Rotator Cuff Injury and Exercises to Aid and Prevent
The rotator cuff is one of those things which the gym goers of the world often become aware of only when disaster strikes and an injury exiles them, maybe screaming, from the weight room.
In a panic, our wounded lifter will quickly absorb all the information they can find about this obscure biological feature, so as to get on the fast-track to recovery and return to smashing PRs as fast as humanly possible.
But what if I told you that paying attention to your rotator cuff health on a daily basis will not only help to keep you injury free but will also go a long way to turning you into a musclebound powerhouse who moves effortlessly through strength plateaus?
When’s It Used?
The phrase “rotator cuff” often seems to summon up visions of a microscopic, delicate muscle buried somewhere deep in the shoulder, just waiting to be knocked the wrong way and malfunction violently.
In reality, the rotator cuff is a large network of four muscles (the infraspinatus, supraspinatus, subscapularis and teres minor, if you were wondering) which unite to hold your shoulder in its joint and allow your arm to not only rotate, but move in general.
The bottom line is that your rotator cuff comes into play in every single shoulder movement you perform.
How Do You Give It a Workout?
The rotator cuff can be injured from overtraining, not training enough, lifting with bad form, or trying to lift more than you can handle.
By the same token, almost anything which is good for your upper body as a whole is good for your rotator cuff specifically. Any well-executed exercise which strengthens the shoulder will have an effect on strengthening the rotator cuff. This ranges from the classic military press to doing dumbbell chest presses on a Bosu ball.
The key is in that phrase “well-executed”.
You need to use correct form – Don’t be shy, use the gym mirrors, record yourself, or get an experienced lifter to spot for you and let you know how you’re doing.
You need to lift weights you can handle – Ego-lifts are dangerous. You won’t build strength or size while you’re injured. Even testing your one rep maxes should be done sparingly. Humble yourself and stick to weights which you can handle.
You need to train enough – Stop skipping workouts for no good reason.
… But not too much – Stick to your scheduled rest days and take some more time off if you feel your body genuinely complaining.
Yeah, But How Do You Really Target It?
Other than those magnificent tips above, there are several useful accessory exercises you can do to target your rotator cuff muscles.
Internal and external rotations – Take hold of a light dumbbell and let your arm rest flat at your side. Bend your forearm at a 90-degree angle, and then rotate your arm away from your body (for the external rotation) and towards your body (for the internal rotation). Keep your upper arm by your side.

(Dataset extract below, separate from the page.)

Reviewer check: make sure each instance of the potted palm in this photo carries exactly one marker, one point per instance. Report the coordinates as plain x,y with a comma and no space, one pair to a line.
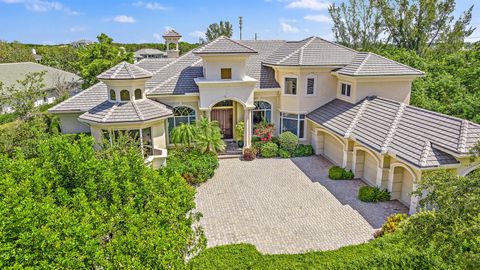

Front raise – This is a classic bodybuilding exercise used to strengthen the front (anterior) deltoid muscle and which also has a positive effect on the rotator cuff. Take hold of a dumbbell, let your arm rest at your side, and then raise your arm directly in front of you in a straight line without bending the elbow, until it’s just past a 90-degree angle to the floor.
Side lateral raise – Like the front raise, this is a bread and butter bodybuilding workout. It works the side (lateral) deltoid muscle and also benefits the rotator cuff. Take hold of a dumbbell, let your arm rest at your side, and then extend your arm out to your side in a straight line, with the elbow either bent or straight as you prefer. Continue the motion until your arm is at about a 90-degree angle to the floor.